Cryptocurrency and token offerings present a regulatory paradox. The Securities and Exchange Commission contends that in various circumstances many cryptocurrency and token offerings constitute “securities” that must comply with securities laws. See generally R. Schwinger, “Blockchain Law: SEC Takes Aim at Digital Tokens and Smart Contracts,” 1/18/19 N.Y.L.J.; see also Framework for “Investment Contract” Analysis of Digital Assets (S.E.C. April 3, 2019). Yet the SEC has also suggested that a digital asset that was “originally offered in a securities offering” possibly could “be later sold in a manner that does not constitute an offering of a security,” and that “the analysis of whether something is a security is not static and does not strictly inhere to the instrument.” See W. Hinman, Dir., SEC Div. of Corp. Fin., Speech, Digital Asset Transactions: When Howey Met Gary (Plastic) (June 14, 2018) (contending that in present circumstances Bitcoin and Ether are not “securities”); CFTC Rel. No. 8051-19 (Oct. 10, 2019) (CFTC chairman characterizing Bitcoin and Ether as “commodities”). But how and when can a cryptocurrency or token offering transform from a security into a commodity or something else that is not subject to the securities laws?

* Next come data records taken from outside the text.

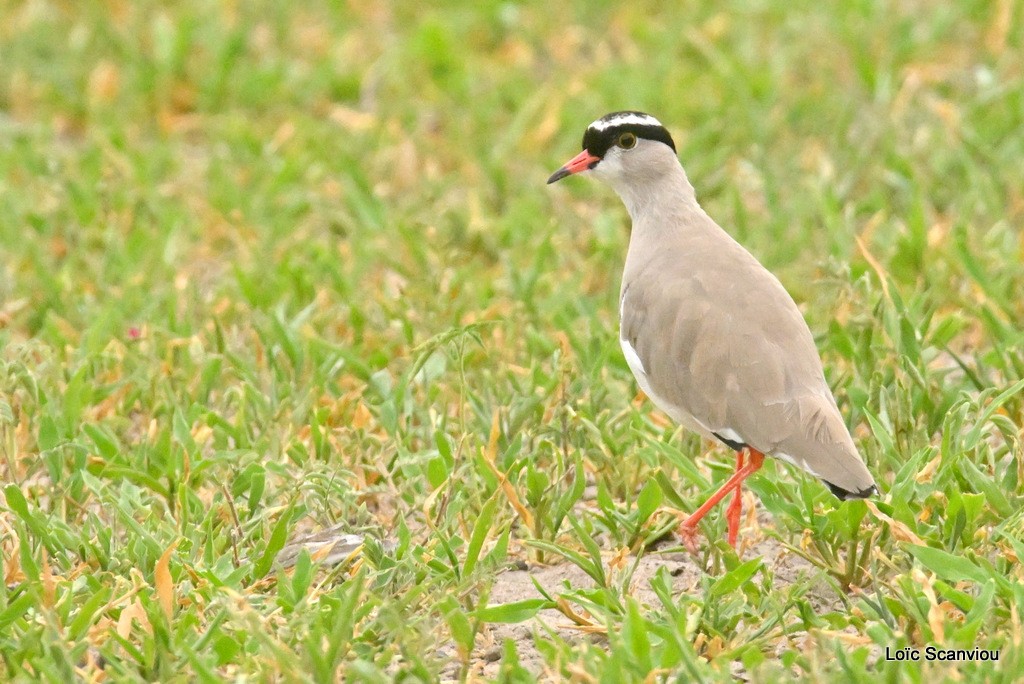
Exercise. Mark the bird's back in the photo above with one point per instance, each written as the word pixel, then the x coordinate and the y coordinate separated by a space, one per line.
pixel 723 348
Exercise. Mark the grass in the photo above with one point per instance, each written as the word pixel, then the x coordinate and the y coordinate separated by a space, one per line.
pixel 270 269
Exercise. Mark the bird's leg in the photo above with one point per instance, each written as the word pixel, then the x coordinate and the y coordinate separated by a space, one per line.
pixel 688 527
pixel 735 509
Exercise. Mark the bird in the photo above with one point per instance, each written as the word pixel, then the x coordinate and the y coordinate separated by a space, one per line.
pixel 713 337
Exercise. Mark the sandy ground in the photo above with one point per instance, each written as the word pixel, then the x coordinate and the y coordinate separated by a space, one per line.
pixel 517 585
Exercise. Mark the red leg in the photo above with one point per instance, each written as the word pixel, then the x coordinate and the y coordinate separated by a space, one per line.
pixel 735 509
pixel 688 527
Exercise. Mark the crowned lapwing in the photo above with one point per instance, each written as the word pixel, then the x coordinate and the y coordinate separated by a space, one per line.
pixel 712 337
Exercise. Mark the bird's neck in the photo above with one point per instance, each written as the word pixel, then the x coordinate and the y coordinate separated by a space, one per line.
pixel 670 193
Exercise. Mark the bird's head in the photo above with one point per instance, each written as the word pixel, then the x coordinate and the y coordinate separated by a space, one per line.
pixel 624 148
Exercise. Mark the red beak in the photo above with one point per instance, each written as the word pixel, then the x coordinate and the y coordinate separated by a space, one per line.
pixel 582 162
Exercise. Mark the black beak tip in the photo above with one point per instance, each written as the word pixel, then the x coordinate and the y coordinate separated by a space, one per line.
pixel 558 175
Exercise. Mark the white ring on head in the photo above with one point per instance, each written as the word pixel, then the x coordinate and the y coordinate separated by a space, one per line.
pixel 624 119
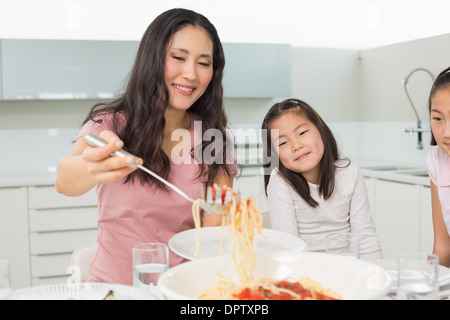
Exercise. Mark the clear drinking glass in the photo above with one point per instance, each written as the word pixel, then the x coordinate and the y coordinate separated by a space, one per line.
pixel 5 280
pixel 345 244
pixel 418 276
pixel 149 261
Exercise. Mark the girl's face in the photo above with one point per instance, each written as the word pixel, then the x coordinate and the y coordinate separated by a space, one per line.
pixel 440 118
pixel 188 67
pixel 299 145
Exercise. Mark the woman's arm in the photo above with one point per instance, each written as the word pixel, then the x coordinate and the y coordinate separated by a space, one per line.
pixel 209 219
pixel 86 166
pixel 441 245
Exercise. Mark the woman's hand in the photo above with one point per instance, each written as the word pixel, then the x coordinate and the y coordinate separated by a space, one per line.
pixel 102 166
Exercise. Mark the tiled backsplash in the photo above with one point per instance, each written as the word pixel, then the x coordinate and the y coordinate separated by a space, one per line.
pixel 38 150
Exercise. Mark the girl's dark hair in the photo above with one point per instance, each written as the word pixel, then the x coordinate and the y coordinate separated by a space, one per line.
pixel 146 97
pixel 442 82
pixel 327 164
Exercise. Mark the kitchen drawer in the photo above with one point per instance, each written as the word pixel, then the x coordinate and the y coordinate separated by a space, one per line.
pixel 50 265
pixel 49 281
pixel 63 219
pixel 46 197
pixel 60 242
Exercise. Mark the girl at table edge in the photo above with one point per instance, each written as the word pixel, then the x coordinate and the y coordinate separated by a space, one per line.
pixel 438 161
pixel 311 192
pixel 176 79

One approach that some issuers have tried in order to avoid or minimize having to face securities law requirements is to use so-called “simple agreements for future tokens” or SAFTs. SAFTs are instruments that at a later stage are intended to convert into digital tokens, usually upon completion and launch of a functional blockchain network in which the tokens will have a utilitarian purpose. SAFTs are typically issued to sophisticated investors before the network in which the tokens are to be used is operational.